The world of professional sport faces a significant cyber-threat, due to the data teams hold and their high profile, writes James Hampshire
During this year’s Tour de France, the general manager of Team Sky stunned the world of cycling by alleging that unknown hackers had accessed reigning Tour champion Chris Froome’s performance data as part of a campaign to discredit him.
Although sensational, this was by no means the first time a professional sports team has been the victim of a data breach. In June 2015, the FBI announced it was investigating the St Louis Cardinals baseball team for allegedly hacking rivals the Houston Astros to steal performance data.
This recent spate of attacks and allegations comes as no surprise. A number of factors combine to make professional sports teams uniquely attractive to cyber-criminals.
It was the Oakland Athletics baseball team which brought data analytics into the professional sports mainstream, using big data to identify and recruit undervalued players, as featured in the book and film Moneyball. Today, professional sports teams collect, synthesize and analyze a huge range and volume of data around training, nutrition, performance and tactics to gain a competitive edge or squeeze greater performance from limited resources.
This data is of huge interest to the public and the media and has huge commercial value to teams, as well as their opponents.
Off the field, the commercial activities of sports teams are increasingly becoming more profitable than their sporting activities. For example, in 2013–14 Manchester United made £189m from commercial activities compared with £108m from gate and match-day income (the commercial figure excludes TV and broadcasting which brought in an additional £136m).

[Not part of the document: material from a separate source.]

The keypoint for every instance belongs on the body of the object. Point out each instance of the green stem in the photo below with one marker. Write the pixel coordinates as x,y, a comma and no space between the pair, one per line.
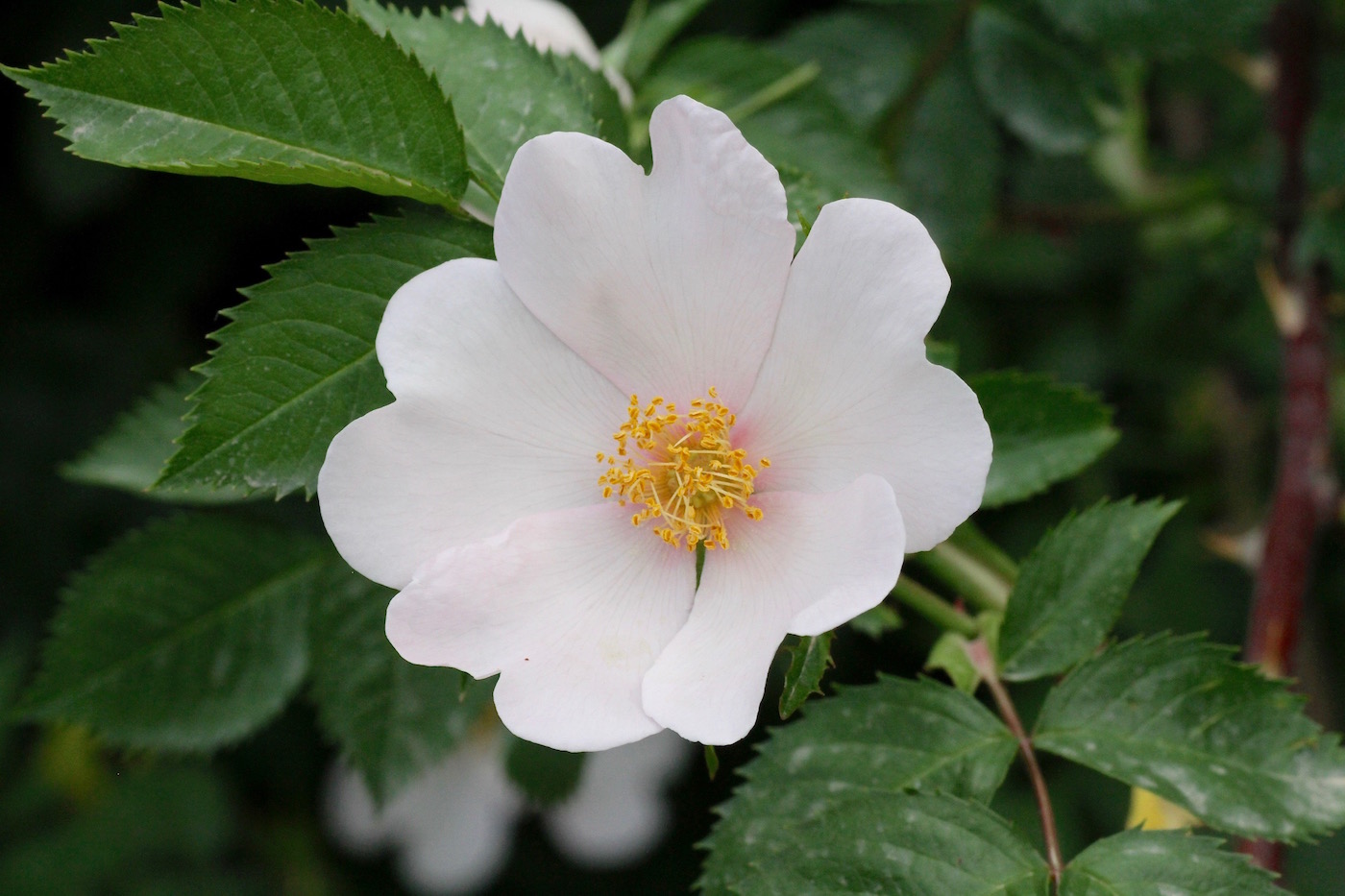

A Timeline of (Un)sporting Cyber-Attacks
- April 2012 – Formula One websites subjected to DDoS attacks by Anonymous in protest at the Bahrain Grand Prix
- November 2014 – English Rugby League team club website defaced by ISIS sympathisers
- February 2014 – FC Barcelona Twitter account hacked by the SEA
- June 2015 – FBI investigation into Major League Baseball hacking allegations revealed
- July 2015 – Team Sky alleges hackers stole performance data in an attempt to discredit Chris Froome
This commercial activity means that sports teams generate and hold significant volumes of sensitive corporate information. Hackers value information regarding business strategy; insight into large deals such as sponsorships and partnerships; and large volumes of personal and payment card data from online retail, ticketing sales and supporter programs, all of which can be leveraged and monetized.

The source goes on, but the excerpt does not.